Le moyen âge ne connut pas, semble-t-il, la chaise à porteurs ; les rois fainéants lui préféraient leurs chars à bœufs.

C’est dans les dernières années du XVIe siècle que réapparaît la chaise à porteurs. Elle est formée d’une caisse plus haute que large vitrée sur le devant et les côtés, dans laquelle le promeneur ou plutôt la promeneuse se tient assise.

Ce moyen de transport fut mis à la mode par Marguerite de Valois, première femme de Henri IV, et à l’exemple de cette princesse, les hautes classes de la société s’empressèrent de l’adopter.

Il se trouva même bientôt, comme à Rome, des industriels pour l’exploiter. Les premiers qui firent une entreprise de ce genre furent Jean Doucet, Regnault d’Ezanville et Pierre Petit, auquels Marie de Médecis, alors régente, donna en 1617, le privilège d’organiser, à Paris et dans les autres villes du royaume, un service de chaises à bras ou chaises à porteurs, « pour y faire porter des rues à autres ceux et celles qui voudroient s’y faire porter ».

Ces chaises étaient découvertes, ce qui sous notre climat plutôt inclément, en diminuait beaucoup l’utilité : aussi leur préféra-t-on les chaises couvertes aussitôt que celles-ci furent connues. Ces dernières furent emportées de Londres en 1619, par le marquis de Montbrun, bâtard du duc de Bellegarde, qui se faisait appeler seigneur de Souscarrière et qui, au dire de Tallemand des Réaux, était allé en Angleterre « pour se remplumer de quelque perte au jeu ». Ce seigneur se fit accorder, pour lui et une dame de Cavoie, un privilège exclusif d’exploitation. Un privilège semblable fut donné plus tard à une demoiselle d’Estampes, devenue ensuite vicomtesse de Bourdeilles.

L’invention des fiacres, en 1640, ne fit pas disparaître les chaises de louage ; elles continuèrent à être employées dans certaines classes de la société, jusqu’aux premières années de la Révolution. En 1669, un sieur Dupin en imagina une espèce qui étaient montée sur deux roues ; mais ces nouvelles chaises que l’on appelait brouettes, roulettes et vinaigrettes n’eurent pas beaucoup de succès.

Les chaises à porteurs appartenant aux riches particuliers étaient souvent de petites merveilles de goût, de véritables bijoux.
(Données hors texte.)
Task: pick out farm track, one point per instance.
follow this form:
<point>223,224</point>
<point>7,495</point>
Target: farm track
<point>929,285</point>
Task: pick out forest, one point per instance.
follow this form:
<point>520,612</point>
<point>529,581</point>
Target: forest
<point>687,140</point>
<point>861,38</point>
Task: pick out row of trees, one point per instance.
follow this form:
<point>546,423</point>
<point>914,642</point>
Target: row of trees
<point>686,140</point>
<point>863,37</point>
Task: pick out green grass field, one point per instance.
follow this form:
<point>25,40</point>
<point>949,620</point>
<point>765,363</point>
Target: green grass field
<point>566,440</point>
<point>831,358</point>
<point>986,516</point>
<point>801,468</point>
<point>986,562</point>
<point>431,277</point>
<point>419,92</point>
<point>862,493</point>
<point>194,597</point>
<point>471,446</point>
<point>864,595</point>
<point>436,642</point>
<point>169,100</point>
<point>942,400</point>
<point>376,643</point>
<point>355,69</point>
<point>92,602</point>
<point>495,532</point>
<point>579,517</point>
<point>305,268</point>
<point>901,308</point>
Il ne fut pas toujours facile aux belles dames d’y entrer avec leurs volumineux atours ; quand vint la mode des paniers, notamment, c’était une opération encore plus délicate que de franchir une porte étroite avec une ample crinoline aux élégantes du second empire.

Au XVIIIe siècle, les plus grands artistes comme Boucher, peignirent des panneaux de chaises. Laques, vernis Martin, montures de bronze, armoiries et couronnes servirent à les orner. La décoration suit les styles.

A Trianon, à Cluny, on peut voir de charmantes chaises à porteurs des époques Louis XV et Louis XVI. Au musée centennal des moyens de transport à l’Exposition de 1900, il en est aussi de fort belles.